England, 2016: Thirty-Year Reunion, College

England, 2016: Thirty-Year Reunion, College

  

The gathering took place on Friday, July 29th through Saturday, July 30th, 2016, at De Vere Venues, Staverton Park, Staverton, Northamptonshire, United Kingdom.

Days before the event, a final list of who would attend was sent out. Everyone wanted to look their best coming into the reunion to impress their colleagues, many of whom they had not seen   Ibadan     for thirty years, since medical school graduation.

In Australia, Switzerland, Canada, Nigeria, and the United States of America, colleagues packed their bags. Anticipation reached a crescendo. The women purchased glittering dresses, and the men shaved and dyed their hair. Only Moses left his gray to run amok, for which he earned the Wisdom Hair award.

When we arrived at De Vere venues, matching all the names on the list to all the faces on the ground proved a task. Unless friends revealed themselves, they were strangers.

In the mid-afternoon of Saturday, Salako, Provost of the College of Medicine, on the speech podium, glanced at a man who had entered the auditorium. The man wore a brown-colored, dome-shaped hat. ‘The hat,’ the stranger confessed, ‘is hiding badly-dyed gray hair.’ Sympathy and laughter welcomed him.

Following the ‘Remember to give back to Alma Mata’ speech, people zigzagged across the hotel vestibule to search for classmates.

‘Have you seen Fred Akpochafo?’ asked a sharp-eyed, toothily smiling fellow of a bespectacled man with an easy smile and pumped-up speech. ‘I am Fred,’ the guy in glasses responded.

Upon mutual recognition, Chinwe Nwokoma and Fred mobbed each other in fifteen-minute bear hugs and handshakes, following which both men suffered elbow dislocation.

‘Did you see Ntekim Bassey?’ the guy with the badly-dyed hair asked Barry. A croaky voice answered, ‘I saw him half a second ago.’

The longer people conversed, the more certain they were that a particular voice belonged to a particular colleague.

Ayo and I had exchanged many e-mails but not until Saturday was I able to match the person to the name.
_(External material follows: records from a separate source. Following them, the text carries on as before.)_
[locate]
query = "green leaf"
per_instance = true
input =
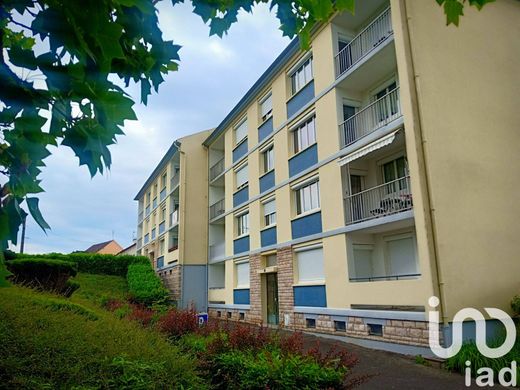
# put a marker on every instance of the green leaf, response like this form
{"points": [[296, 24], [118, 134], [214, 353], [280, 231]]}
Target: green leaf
{"points": [[34, 209], [453, 10]]}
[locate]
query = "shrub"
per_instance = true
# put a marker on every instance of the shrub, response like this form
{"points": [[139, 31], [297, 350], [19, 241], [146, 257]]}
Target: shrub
{"points": [[515, 304], [176, 323], [271, 369], [44, 274], [144, 285]]}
Yet he remained fuzzy in my memory. We continued to trade jabs of handshakes and hugs throughout the evening, waiting for a complete memory download.

Each handshake tugged on the memory. Each hug recruited more sleeping neurons. Yes! He is Ayo, his voice never left. It was just hiding, somewhere in the nuggets of the hippocampus. The same experience happened with Benjamin Oke, I think.
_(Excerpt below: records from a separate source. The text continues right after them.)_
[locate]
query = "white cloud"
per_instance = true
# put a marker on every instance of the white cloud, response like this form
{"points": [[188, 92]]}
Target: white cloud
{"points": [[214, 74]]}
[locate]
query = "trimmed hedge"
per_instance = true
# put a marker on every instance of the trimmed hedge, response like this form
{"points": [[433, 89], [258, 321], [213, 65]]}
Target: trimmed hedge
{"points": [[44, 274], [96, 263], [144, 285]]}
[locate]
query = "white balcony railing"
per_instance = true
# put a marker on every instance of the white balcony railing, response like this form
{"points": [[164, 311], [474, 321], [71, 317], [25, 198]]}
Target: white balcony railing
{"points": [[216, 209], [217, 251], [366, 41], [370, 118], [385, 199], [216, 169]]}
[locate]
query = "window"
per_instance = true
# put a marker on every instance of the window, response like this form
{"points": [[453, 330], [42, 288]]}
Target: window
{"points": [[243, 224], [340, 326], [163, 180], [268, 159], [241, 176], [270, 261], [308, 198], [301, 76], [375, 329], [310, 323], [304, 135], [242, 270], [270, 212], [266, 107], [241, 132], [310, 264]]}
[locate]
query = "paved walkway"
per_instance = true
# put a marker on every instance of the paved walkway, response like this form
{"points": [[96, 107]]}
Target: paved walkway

More mind authentication lazily occurred when I saw Ajibola and Osahon, Mase and Mojisola, Adebayo, Prof. Musa, Pal Loolo, Man Jaji and Evelyn, Kehinde and Sammy Best, Chuks, Essein, Tony N. and Taiwo. Peter Olukowi almost slipped away. ‘My father is Henry Akpabio,’ said a boy to me.

People such as President Yemi, Obi, Abolade, Emeka, Bolo, Onome, Peter Eweje, Ngozi, and Vero, I will never forget.

By the evening of Saturday, seventy percent of the class had been identified. More discoveries continued during dinner. Sunday morning and afternoon saw new revelations.